CUSIP No.             562048-108
________________________________________________________________________________
1.  NAME OF REPORTING PERSONS
    I.R.S. IDENTIFICATION NO. OF ABOVE PERSONS (ENTITIES ONLY)

          Wilmington Trust Company, solely in its fiduciary capacity 51-0055023
________________________________________________________________________________
2.  CHECK THE APPROPRIATE BOX IF A MEMBER OF A GROUP*
                                                             (a) [X]
                                                             (b) [_]
________________________________________________________________________________
3.  SEC USE ONLY

________________________________________________________________________________
4.  CITIZENSHIP OR PLACE OF ORGANIZATION

     Delaware banking corporation
________________________________________________________________________________
NUMBER OF       5.   SOLE VOTING POWER:              0
SHARES          ________________________________________________________________
BENEFICIALLY    6.   SHARED VOTING POWER:            233,032
OWNED BY        ________________________________________________________________
EACH            7.   SOLE DISPOSITIVE POWER:         0
REPORTING       ________________________________________________________________
PERSON          8.   SHARED DISPOSITIVE POWER:       0
WITH:
________________________________________________________________________________
9.  AGGREGATE AMOUNT BENEFICIALLY OWNED BY EACH REPORTING PERSON

         233,032
________________________________________________________________________________
10. CHECK BOX IF THE AGGREGATE AMOUNT IN ROW (9) EXCLUDES CERTAIN SHARES*   [_]
            N/A
________________________________________________________________________________
11. PERCENT OF CLASS REPRESENTED BY AMOUNT IN ROW (9)

         5.1%
________________________________________________________________________________
12. TYPE OF REPORTING PERSON*

                    BK
________________________________________________________________________________





ITEM 1(A).  NAME OF ISSUER:

            Manatron, Inc.

ITEM 1(B).  ADDRESS OF ISSUER'S PRINCIPAL EXECUTIVE OFFICES:

            510 E. Millham Avenue
            Portage, Michigan 49002

ITEM 2(A).  NAME OF PERSON FILING:

            Wilmington Trust Corporation, Wilmington Trust Company.

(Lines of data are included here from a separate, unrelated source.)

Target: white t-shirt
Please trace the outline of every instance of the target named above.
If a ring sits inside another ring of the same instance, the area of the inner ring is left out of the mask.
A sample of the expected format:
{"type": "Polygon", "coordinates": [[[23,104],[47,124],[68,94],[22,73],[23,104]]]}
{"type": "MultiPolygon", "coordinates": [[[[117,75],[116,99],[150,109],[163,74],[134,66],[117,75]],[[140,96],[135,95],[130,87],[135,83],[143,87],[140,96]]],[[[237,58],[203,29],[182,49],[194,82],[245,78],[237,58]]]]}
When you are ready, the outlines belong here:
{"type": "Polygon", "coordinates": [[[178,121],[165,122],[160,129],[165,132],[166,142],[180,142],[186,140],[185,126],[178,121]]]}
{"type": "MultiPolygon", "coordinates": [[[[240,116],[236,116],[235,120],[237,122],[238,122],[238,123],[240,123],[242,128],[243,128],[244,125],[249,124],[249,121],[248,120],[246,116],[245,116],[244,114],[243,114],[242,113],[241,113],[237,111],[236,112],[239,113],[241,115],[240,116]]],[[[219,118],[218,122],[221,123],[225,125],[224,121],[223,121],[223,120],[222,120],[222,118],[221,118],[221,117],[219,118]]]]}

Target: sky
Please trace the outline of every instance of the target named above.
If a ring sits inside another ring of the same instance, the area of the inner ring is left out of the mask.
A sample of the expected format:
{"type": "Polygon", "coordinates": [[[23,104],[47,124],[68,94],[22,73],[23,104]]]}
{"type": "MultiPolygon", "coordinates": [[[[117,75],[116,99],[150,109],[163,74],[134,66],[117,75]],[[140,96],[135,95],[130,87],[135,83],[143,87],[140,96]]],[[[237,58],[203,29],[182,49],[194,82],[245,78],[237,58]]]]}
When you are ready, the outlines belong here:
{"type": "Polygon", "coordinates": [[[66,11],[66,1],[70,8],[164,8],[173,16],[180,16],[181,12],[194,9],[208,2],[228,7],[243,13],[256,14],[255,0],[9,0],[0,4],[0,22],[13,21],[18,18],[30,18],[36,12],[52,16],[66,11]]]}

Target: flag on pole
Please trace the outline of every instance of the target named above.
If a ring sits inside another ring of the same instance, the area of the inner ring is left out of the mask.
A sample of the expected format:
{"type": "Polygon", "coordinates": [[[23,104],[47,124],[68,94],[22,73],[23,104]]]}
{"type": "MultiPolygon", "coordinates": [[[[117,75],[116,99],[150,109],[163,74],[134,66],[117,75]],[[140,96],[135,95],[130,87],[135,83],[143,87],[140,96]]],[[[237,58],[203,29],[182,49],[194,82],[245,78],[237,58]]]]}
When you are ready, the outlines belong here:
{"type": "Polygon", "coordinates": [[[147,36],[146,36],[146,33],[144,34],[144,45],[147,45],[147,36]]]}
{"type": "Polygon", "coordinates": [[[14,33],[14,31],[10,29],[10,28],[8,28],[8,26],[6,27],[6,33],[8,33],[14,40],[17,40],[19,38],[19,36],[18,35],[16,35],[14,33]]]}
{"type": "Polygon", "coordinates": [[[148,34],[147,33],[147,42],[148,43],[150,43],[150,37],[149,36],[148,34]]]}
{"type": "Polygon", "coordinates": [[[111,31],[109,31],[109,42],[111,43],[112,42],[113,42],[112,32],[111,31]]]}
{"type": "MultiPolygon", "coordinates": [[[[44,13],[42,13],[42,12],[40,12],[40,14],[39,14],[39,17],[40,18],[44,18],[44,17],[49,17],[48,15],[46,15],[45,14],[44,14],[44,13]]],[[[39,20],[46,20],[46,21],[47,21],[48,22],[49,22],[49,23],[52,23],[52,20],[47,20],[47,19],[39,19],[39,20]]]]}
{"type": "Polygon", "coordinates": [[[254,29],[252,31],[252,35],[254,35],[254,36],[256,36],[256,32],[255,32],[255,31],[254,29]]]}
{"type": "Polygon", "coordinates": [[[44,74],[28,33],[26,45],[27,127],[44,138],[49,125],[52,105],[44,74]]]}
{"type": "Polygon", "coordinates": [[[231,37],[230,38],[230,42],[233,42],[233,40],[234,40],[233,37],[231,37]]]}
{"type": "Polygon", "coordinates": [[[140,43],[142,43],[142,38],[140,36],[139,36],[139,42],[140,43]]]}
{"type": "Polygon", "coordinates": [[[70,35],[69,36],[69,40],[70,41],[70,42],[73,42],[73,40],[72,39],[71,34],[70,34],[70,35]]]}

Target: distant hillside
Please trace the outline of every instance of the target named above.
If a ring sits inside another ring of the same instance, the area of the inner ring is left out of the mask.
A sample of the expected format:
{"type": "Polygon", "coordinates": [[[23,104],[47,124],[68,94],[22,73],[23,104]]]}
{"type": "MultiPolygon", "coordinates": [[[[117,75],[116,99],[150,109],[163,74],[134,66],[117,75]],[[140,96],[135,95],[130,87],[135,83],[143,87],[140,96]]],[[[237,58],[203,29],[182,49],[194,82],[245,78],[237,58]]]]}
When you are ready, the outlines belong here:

ITEM 2(B).  ADDRESS OF PRINCIPAL BUSINESS OFFICE, OR IF NONE, RESIDENCE:

            1100 North Market Street
            Wilmington, DE  19890

ITEM 2(C).  CITIZENSHIP:

            Wilmington Trust Corporation is a Delaware corporation;
            Wilmington Trust Company is a Delaware banking corporation.

ITEM 2(D).  TITLE OF CLASS OF SECURITIES:

            Common Stock

ITEM 2(E).  CUSIP NUMBER:

            562048-108

Item 3. IF THIS STATEMENT IS FILED PURSUANT TO RULE 13D-1(B), OR 13D-2(B) OR
(C), CHECK WHETHER THE PERSON FILING IS A:

(a)  [_] Broker or dealer registered under Section 15 of the Exchange Act.

(b)  [X] Bank as defined in Section 3(a)(6) of the Exchange Act.

     Wilmington Trust Company is a bank and a direct, wholly-owned
     subsidiary of Wilmington Trust Corporation.

(c)  [_] Insurance company as defined in Section 3(a)(19) of the Exchange Act.

(d)  [_] Investment company registered under Section 8 of the Investment
         Company Act.

(e)  [_] An investment adviser in accordance with Rule 13d-1(b)(1)(ii)(E);

(f)  [_] An employee benefit plan or endowment fund in accordance with Rule
         13d-1(b)(1)(ii)(F);

(g)  [X] A parent holding company or control person in accordance with Rule
         13d-1(b)(1)(ii)(G);

     Wilmington Trust Corporation is a Parent Holding Company.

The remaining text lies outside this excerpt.